Il y a dix mois, le réseau social aux 350 millions de membres avait déjà tenté de modifier son règlement, en s’appropriant notamment les données privées des internautes. Surpris par l’ampleur des protestations, il avait fait marche arrière.
Mais la tornade Twitter est passée par là. Confronté comme Google au succès croissant du site de microblogging, qui génère un trafic colossal avec ses messages en temps réel accessibles à tous, Facebook se devait de réagir. Comment? En cherchant à exploiter le riche contenu publié par ses utilisateurs.
Après «une vaste consultation», des «outils de transition» ont donc été installés ces derniers jours. But de l’opération: tester leur efficacité grandeur nature. Hélas, comme toujours avec Facebook, les beaux discours de Mark Zuckerberg camouflent des manquements importants aux principes élémentaires de confidentialité.
Trois problèmes graves
Disons-le d’emblée. Tout n’est pas mauvais dans le nouveau dispositif de Facebook. Certaines nouveautés sont même qualifiées de «louables» par l’Electronic Frontier Foundation (www.eff.org), fondation américaine qui milite pour la protection de la sphère privée sur Internet.

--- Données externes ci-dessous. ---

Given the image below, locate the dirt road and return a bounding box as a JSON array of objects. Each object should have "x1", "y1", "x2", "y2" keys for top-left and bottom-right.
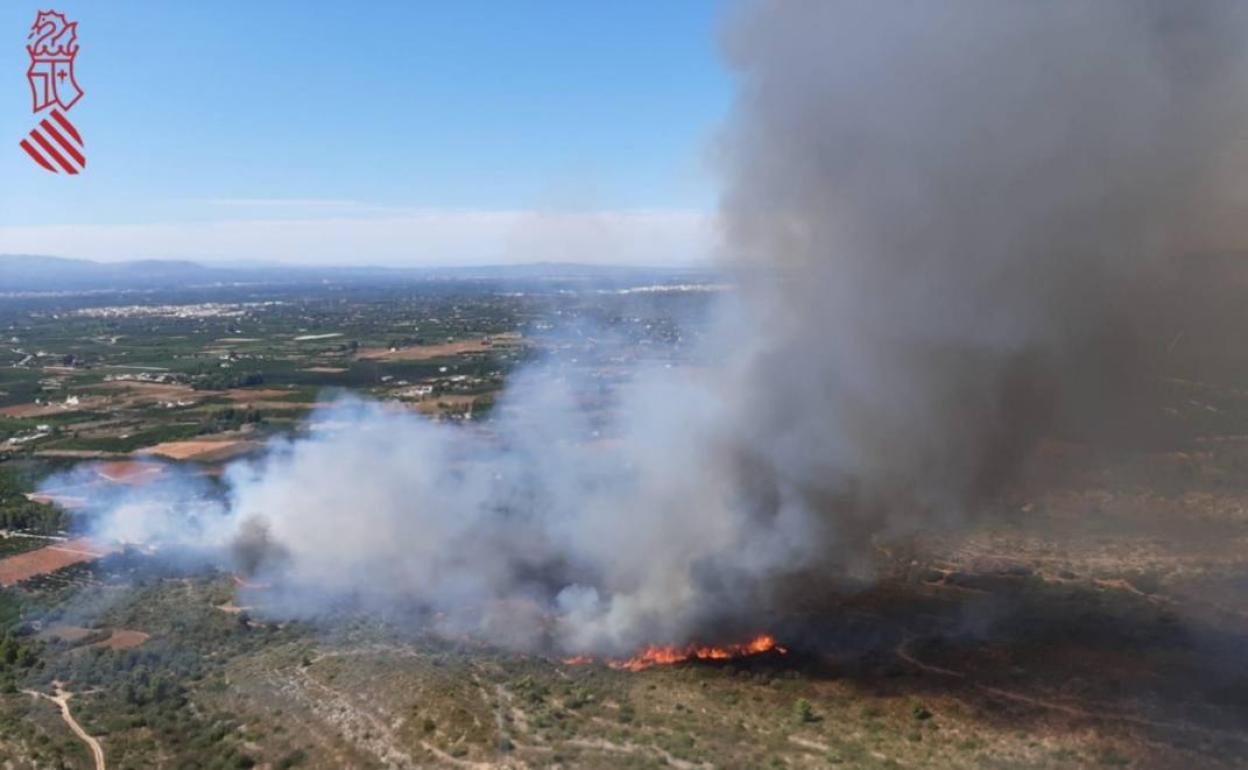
[{"x1": 22, "y1": 681, "x2": 107, "y2": 770}]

Dans cette catégorie, on trouve une option qui était demandée depuis longtemps: la possibilité pour l’utilisateur de gérer la confidentialité de chaque message, image ou vidéo qu’il poste sur Facebook. Une case apparaît, lui demandant de définir qui peut accéder à l’information publiée, amis, amis des amis ou tout le monde. C’est bien, mais c’est peu.
Car les autres changements sont carrément «laids», selon l’Electronic Frontier Foundation. Trois modifications paraissent particulièrement problématiques. La plus grave? Avec l’ancien règlement, l’internaute pouvait limiter les informations publiques de son compte. Désormais, des données aussi capitales que la photo du profil, la ville de résidence, la liste d’amis, le sexe de l’utilisateur et les pages dont il est fan sont visibles par tous, sans restriction possible. Une simple recherche sur Google y donne accès.
Pire: les applications tierces (jeux, quiz…) peuvent puiser dans vos informations même si vous ne les autorisez pas. Il leur suffit de passer par les profils de vos amis qui, eux, les autorisent. Pas très joli, en effet.
Vérifiez vos paramètres!
En outre, Facebook introduit des «recommandations» sur la manière de régler la confidentialité qui, si elles sont suivies, protègent en réalité moins les données privées de l’utilisateur. Un exemple? Avant, la «situation amoureuse» était par défaut accessible uniquement aux amis; désormais, elle est publique par défaut, et Facebook «conseille» de la laisser ainsi.
Enfin, la nouvelle page de contrôle de la confidentialité ne donne le choix qu’entre les anciens réglages choisis par l’utilisateur et les douteuses «recommandations» de Facebook. En dehors de ces deux options, point de salut.
En attendant une hypothétique (énième) volte-face du site de socialisation, chaque usager aura donc intérêt à vérifier attentivement ses paramètres de confidentialité pour s’assurer qu’ils correspondent toujours à ses souhaits.